Ale dziś możemy powiedzieć: Ukraina trwa! Ukraina walczy! Ukraina się modli! I dziękujemy Panu Bogu i Siłom Zbrojnym Ukrainy za to, że dziś rano żyjemy, że widzimy światło nawet wtedy, gdy jest zgaszone. Możemy się modlić, czynić dobro, a tym samym mówić całemu światu prawdę o tym, co dzieje się na Ukrainie.
Dzisiaj, zgodnie z liturgicznymi rytmami życia Kościołów tradycji bizantyjskiej, przeżywamy postne święto święta Narodzenia Chrystusa. To znaczy, że dzisiaj podsumowujemy wszystko, czego się nauczyliśmy, doświadczyliśmy, uświadomiliśmy sobie i wynieśliśmy z tego wielkiego chrześcijańskiego święta. Dziś dziękujemy Panu Bogu za to, że mogliśmy wejść w głębię sensu tego wielkiego wydarzenia narodzin Syna Bożego między nami. Każdego dnia staraliśmy się wspólnie rozważać jakiś bardzo ważny element tego święta. I przypomnimy sobie, że w Narodzeniu Chrystusa miało miejsce odnowienie człowieka. Było to wydarzenie, które dotyczy nie tylko Boga, ale przede wszystkim dotyczy ciebie i mnie - człowieka, Jego stworzonej istoty, i relacji międzyludzkich. Człowiek stał się w Chrystusie nowym stworzeniem. Nastąpił taki bardzo ciekawy fakt wymiany darów. „Bóg stał się człowiekiem, aby człowiek mógł stać się Bogiem” - mówili Ojcowie Kościoła. Wieczny narodził się w czasie, abyśmy my, zdominowani przez ograniczenia tego świata, mogli uzyskać dostęp do wieczności.

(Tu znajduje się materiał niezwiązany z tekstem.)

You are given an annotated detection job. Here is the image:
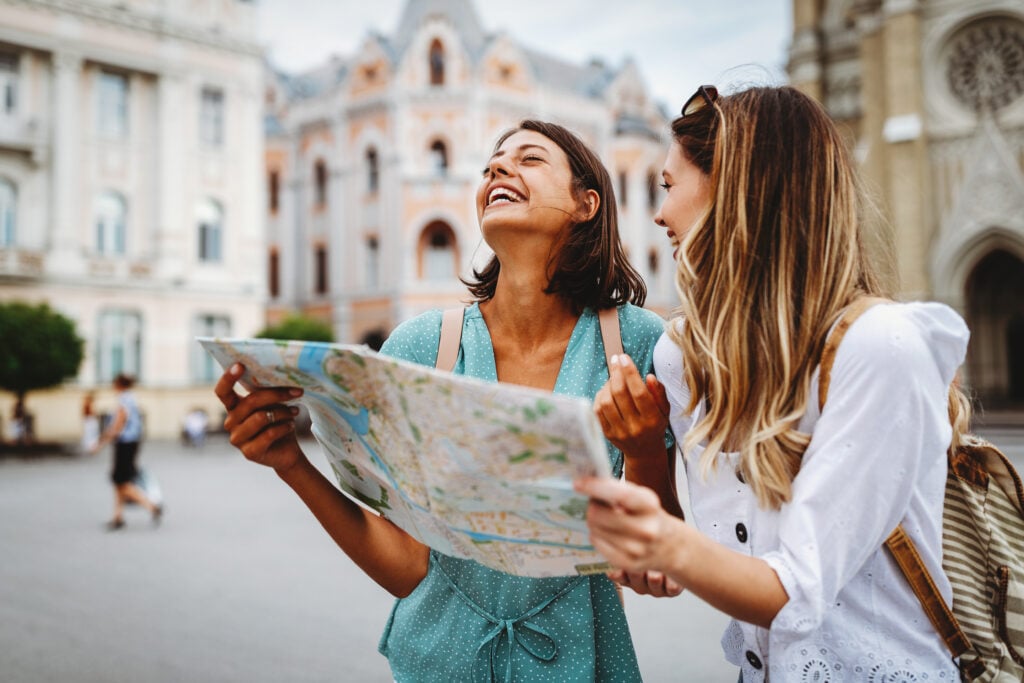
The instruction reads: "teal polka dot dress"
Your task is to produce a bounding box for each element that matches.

Bóg zechciał stać się ubogim, najmniejszym ze wszystkich ludzi, aby uczynić nas bogatymi, abyśmy przez Niego mieli dostęp do wszelkiej pełni, do pełni życia. Pan Bóg w swoim Narodzeniu stał się centrum historii ludzkości. Widzieliśmy, jak w Narodzeniu Chrystusa wypełniło się prawo i prorocy, Boże obietnice Starego Testamentu - wszystko to, dla czego żył i o co walczył starotestamentowy naród izraelski. Widzieliśmy, że w Narodzeniu Chrystusa objawiła się człowiekowi ta wieczność Boga - owo wieczne „dziś” Boga. I w ten sam sposób w Narodzeniu Chrystusa widzimy sens przyszłości. Przyszłości, która wcale nie jest przerażająca. Przyszłością każdego człowieka jest Chrystus. Przyszłość, która nas wszystkich czeka, to spotkanie z Nim w chwale. Tak jak dziś spotykamy Go jako niemowlę w ramionach Maryi, tak kiedyś spotkamy Go jako Tego, który przyjdzie w chwale, aby sądzić żywych i umarłych. Ale to będzie ten sam Chrystus. Ten sam, który dzisiaj chce, abyśmy się Go nie bali, ale abyśmy Go kochali.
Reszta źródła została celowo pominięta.